API: Refactor FileScanTask #5077

aokolnychyi · 2022-06-17T18:00:08Z

No description provided.

api/src/main/java/org/apache/iceberg/InputSplit.java

aokolnychyi · 2022-06-17T20:04:19Z

api/src/main/java/org/apache/iceberg/Scan.java

@@ -29,7 +29,7 @@
 * Scan objects are immutable and can be shared between threads. Refinement methods, like
 * {@link #select(Collection)} and {@link #filter(Expression)}, create new TableScan instances.
 */
-public interface Scan<T extends Scan<T>> {
+public interface Scan<ThisT, T extends ScanTask, S extends InputSplit<T>> {


I am debating whether we need to attach a boundary to ThisT. It won't harm but we don't do that in any other places and it makes the definition a bit more cumbersome as Scan has 3 params now.

This is still open.

api/src/main/java/org/apache/iceberg/Scan.java

core/src/main/java/org/apache/iceberg/util/TableScanUtil.java

core/src/main/java/org/apache/iceberg/BaseIncrementalAppendScan.java

api/src/main/java/org/apache/iceberg/BaseInputSplit.java

aokolnychyi · 2022-06-17T22:29:19Z

core/src/main/java/org/apache/iceberg/BaseFileScanTask.java

@@ -217,6 +218,18 @@ public Iterable<FileScanTask> split(long splitSize) {
      throw new UnsupportedOperationException("Cannot split a task which is already split");
    }

+    @Override
+    public boolean isAdjacent(FileScanTask other) {
+      return file().equals(other.file()) && offset + len == other.start();


I copied this logic from an existing place but we have to remember that files will be equal only if references are equal, which I think is true here. Our data and delete file implementations don't override equals.

I think this is correct.

In the other code we assume there is an ordering of the files.

1 is adjacent to 2
2 is not adjacent to 1

We may want to change the api definition just to note that it is not commutative

What about updating the code to cover both in the future?

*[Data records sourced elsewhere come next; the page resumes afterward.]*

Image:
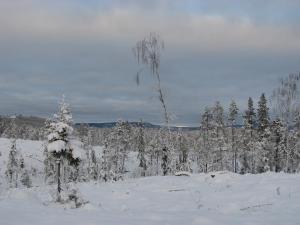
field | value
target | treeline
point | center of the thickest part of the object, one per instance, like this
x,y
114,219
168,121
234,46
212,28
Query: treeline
x,y
263,143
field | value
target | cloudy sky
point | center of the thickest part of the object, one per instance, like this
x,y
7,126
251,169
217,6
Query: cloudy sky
x,y
214,50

rdblue · 2022-06-17T22:57:45Z

api/src/main/java/org/apache/iceberg/SplittableScanTask.java

+
+package org.apache.iceberg;
+
+public interface SplittableScanTask<ThisT> extends ScanTask {


I like the addition of SplittableScanTask. This looks pretty good.

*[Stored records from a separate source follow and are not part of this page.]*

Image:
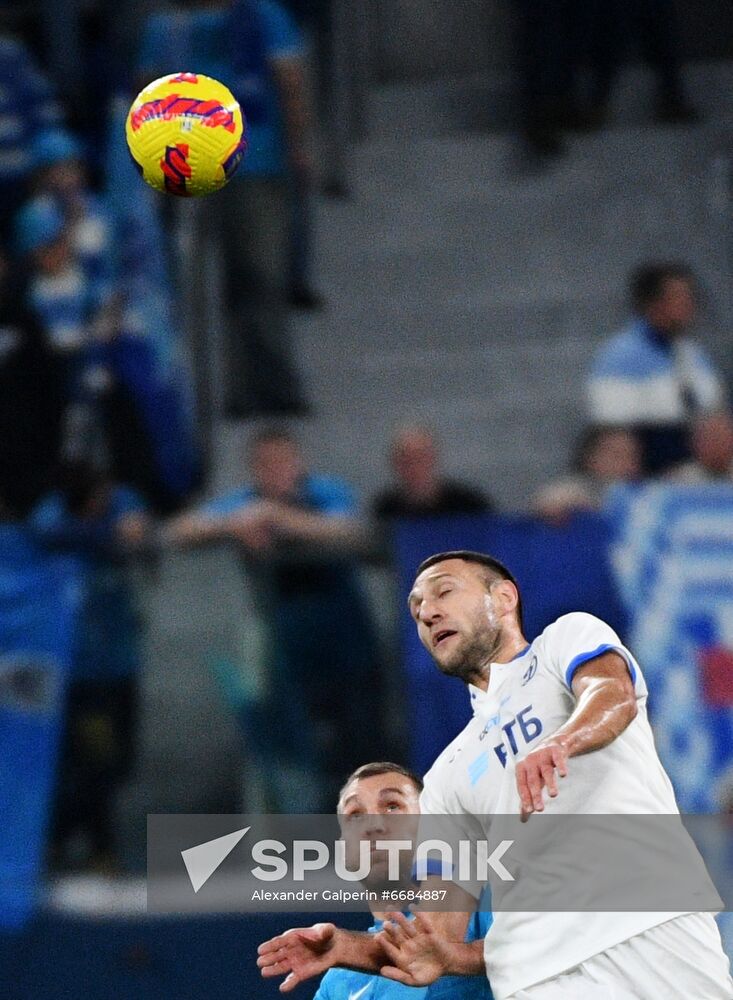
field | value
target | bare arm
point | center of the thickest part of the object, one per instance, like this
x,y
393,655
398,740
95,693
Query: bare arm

rdblue · 2022-06-17T23:01:07Z

Overall I think this looks good. Are you happy with the direction this is going, @aokolnychyi?

aokolnychyi · 2022-06-17T23:14:47Z

@rdblue, I spent quite some time looking at it so I am no longer sure :) We need to sort out some details but it does unlock having tasks that are not FileScanTask and also parametrizes our scans. It is probably worth it.

api/src/main/java/org/apache/iceberg/ContentScanTask.java

api/src/main/java/org/apache/iceberg/FileScanTask.java

api/src/main/java/org/apache/iceberg/SplittableScanTask.java

RussellSpitzer · 2022-06-21T15:42:54Z

api/src/main/java/org/apache/iceberg/SplittableScanTask.java

+
+package org.apache.iceberg;
+
+public interface SplittableScanTask<ThisT> extends ScanTask {


Do we need this to be SplittableScanTask since I think our only usage is in combining? I do like the idea here though I just wonder if we will actually need to re-split or if we should always be producing minimally sized splits (one row group) and then combining them?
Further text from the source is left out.